OJSC Bashkirenergo
- Native name: OAO «Башкирэнерго»
- Company type: Public company
- Founded: 1992 (Ufa)
- Defunct: 2012
- Headquarters: Ufa, Russia
- Revenue: RUB62,835 million (2010)
- Operating income: RUB4,116 million (2010)
- Net income: RUB2,791 million (2010)
- Parent: Sistema
- Website: www.bashkirenergo.ru/en/

= Bashkirenergo =

Russian power and heat company (1992–2012)

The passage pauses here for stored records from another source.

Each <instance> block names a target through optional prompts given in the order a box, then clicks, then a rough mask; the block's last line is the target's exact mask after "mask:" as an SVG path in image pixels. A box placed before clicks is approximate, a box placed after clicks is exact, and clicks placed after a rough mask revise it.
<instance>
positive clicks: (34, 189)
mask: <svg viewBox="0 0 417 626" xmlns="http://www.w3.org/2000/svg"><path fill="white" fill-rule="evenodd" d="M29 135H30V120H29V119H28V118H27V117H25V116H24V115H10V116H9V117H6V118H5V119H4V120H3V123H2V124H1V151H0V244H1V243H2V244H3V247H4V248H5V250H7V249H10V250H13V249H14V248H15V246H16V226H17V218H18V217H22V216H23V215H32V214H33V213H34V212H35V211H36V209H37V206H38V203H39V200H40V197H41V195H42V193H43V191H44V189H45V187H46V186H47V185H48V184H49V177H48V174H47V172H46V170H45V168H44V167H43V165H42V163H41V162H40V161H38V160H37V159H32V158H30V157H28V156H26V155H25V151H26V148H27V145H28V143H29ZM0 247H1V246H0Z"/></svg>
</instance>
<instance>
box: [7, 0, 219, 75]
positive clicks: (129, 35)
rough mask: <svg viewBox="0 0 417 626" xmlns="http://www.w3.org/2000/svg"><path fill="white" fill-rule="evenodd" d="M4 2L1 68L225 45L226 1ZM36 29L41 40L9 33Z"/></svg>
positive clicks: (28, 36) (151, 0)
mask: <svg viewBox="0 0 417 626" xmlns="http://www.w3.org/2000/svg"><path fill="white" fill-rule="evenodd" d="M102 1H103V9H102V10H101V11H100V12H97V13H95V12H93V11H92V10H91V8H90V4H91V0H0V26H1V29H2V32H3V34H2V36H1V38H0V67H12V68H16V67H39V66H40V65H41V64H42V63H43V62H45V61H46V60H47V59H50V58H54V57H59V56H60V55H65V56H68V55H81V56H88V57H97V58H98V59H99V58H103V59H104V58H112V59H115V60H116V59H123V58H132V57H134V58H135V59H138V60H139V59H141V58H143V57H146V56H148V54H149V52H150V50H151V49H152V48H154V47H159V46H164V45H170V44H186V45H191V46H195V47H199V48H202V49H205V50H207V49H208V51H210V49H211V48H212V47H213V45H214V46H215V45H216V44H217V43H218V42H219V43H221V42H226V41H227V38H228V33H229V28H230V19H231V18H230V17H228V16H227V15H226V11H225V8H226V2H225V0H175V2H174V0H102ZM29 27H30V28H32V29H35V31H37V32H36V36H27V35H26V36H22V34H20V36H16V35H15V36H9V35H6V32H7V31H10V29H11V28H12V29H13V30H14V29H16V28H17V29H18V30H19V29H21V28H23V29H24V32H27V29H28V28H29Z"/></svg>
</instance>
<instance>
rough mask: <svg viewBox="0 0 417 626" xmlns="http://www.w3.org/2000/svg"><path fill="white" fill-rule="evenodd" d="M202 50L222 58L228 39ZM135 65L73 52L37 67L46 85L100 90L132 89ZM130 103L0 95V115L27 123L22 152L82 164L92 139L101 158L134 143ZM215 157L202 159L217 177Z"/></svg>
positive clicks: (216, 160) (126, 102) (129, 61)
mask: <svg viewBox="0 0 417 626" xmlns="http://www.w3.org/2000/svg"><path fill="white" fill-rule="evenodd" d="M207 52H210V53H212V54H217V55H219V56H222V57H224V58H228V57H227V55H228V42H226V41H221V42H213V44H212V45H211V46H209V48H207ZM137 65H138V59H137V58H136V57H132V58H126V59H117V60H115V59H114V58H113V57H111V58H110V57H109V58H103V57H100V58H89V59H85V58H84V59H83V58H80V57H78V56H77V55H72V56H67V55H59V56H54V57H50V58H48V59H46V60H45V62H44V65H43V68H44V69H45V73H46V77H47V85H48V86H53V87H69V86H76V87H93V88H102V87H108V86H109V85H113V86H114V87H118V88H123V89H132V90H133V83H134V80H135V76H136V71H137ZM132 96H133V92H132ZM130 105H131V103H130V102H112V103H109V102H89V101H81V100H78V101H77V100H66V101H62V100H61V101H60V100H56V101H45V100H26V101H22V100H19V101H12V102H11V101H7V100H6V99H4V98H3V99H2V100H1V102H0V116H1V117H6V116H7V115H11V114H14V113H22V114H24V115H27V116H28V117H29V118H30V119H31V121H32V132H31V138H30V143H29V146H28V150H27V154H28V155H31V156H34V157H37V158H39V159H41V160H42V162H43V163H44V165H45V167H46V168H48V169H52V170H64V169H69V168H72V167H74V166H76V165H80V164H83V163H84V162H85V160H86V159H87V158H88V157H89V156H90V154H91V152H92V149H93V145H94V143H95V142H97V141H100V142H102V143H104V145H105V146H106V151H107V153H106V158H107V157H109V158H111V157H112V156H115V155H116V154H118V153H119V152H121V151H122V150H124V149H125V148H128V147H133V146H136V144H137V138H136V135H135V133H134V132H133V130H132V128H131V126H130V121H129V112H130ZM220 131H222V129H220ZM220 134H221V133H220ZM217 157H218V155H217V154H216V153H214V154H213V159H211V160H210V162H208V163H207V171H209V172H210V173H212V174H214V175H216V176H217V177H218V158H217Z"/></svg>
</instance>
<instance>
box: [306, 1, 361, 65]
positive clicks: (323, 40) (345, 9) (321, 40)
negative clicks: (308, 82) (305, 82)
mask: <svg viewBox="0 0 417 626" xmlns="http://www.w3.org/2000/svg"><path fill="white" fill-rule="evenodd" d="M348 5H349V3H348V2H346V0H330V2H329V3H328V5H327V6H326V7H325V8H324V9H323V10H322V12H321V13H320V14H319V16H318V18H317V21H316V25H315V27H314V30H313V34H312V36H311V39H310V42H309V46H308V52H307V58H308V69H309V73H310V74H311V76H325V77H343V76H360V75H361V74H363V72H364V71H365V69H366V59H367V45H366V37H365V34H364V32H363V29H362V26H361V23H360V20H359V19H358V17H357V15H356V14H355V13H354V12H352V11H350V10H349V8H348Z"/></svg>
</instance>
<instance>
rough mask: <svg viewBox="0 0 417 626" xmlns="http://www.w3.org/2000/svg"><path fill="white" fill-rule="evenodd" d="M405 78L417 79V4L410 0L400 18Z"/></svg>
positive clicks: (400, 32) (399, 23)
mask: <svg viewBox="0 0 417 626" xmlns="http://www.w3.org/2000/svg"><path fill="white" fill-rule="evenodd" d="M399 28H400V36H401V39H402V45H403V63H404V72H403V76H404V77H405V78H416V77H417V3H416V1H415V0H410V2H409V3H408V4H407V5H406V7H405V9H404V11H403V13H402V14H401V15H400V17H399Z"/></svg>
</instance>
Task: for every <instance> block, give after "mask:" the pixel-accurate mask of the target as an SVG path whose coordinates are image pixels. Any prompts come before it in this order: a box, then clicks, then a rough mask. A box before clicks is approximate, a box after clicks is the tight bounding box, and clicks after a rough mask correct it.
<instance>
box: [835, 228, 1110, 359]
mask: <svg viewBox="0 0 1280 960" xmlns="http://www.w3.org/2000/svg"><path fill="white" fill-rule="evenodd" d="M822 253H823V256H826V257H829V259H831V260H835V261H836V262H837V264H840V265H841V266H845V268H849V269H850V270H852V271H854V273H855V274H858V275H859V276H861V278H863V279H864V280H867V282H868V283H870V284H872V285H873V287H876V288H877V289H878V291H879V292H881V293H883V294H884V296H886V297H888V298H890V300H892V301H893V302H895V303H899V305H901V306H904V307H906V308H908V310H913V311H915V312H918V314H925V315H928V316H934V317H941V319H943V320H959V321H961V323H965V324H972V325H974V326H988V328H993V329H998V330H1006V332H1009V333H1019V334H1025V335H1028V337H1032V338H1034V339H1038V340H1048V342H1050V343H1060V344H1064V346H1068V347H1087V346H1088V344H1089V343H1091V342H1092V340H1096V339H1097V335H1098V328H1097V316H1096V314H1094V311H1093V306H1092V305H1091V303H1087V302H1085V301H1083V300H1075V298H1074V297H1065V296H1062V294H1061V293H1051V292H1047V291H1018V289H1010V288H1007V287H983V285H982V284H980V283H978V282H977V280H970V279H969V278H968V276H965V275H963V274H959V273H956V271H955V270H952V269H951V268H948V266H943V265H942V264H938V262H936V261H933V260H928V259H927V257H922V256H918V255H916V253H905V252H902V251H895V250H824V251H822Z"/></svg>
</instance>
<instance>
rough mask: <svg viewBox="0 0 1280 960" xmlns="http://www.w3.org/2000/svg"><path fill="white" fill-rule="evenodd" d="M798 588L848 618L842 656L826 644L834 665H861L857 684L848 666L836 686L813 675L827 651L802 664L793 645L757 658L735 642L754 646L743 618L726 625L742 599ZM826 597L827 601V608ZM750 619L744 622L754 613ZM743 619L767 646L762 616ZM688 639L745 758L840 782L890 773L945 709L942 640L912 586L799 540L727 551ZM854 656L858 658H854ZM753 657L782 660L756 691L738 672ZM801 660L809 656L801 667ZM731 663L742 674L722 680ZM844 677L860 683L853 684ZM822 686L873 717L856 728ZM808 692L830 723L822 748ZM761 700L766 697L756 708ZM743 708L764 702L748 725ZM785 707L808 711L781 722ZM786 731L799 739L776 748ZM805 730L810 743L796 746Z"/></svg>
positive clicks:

OJSC Bashkirenergo (Russian: ОАО «Башкирэнерго») was a power and heat company operating in Bashkortostan, Russia. The major shareholder of the company is a holding company Sistema. 21.27% of shares is owned by the Russian grid company FGC UES.

== Reorganization ==
The company was dissolved in 2012, and the assets were divided between Bashenergoaktiv and Bashkir Grid Company;

JSC Bashenergoaktiv became part of Inter RAO. The electric grid complex (Bashkir Distribution Electric Networks LLC, Bashkir Grid Company LLC and Bashenergouchet LLC), which was part of Bashkirenergo OJSC, is included in BESK OJSC.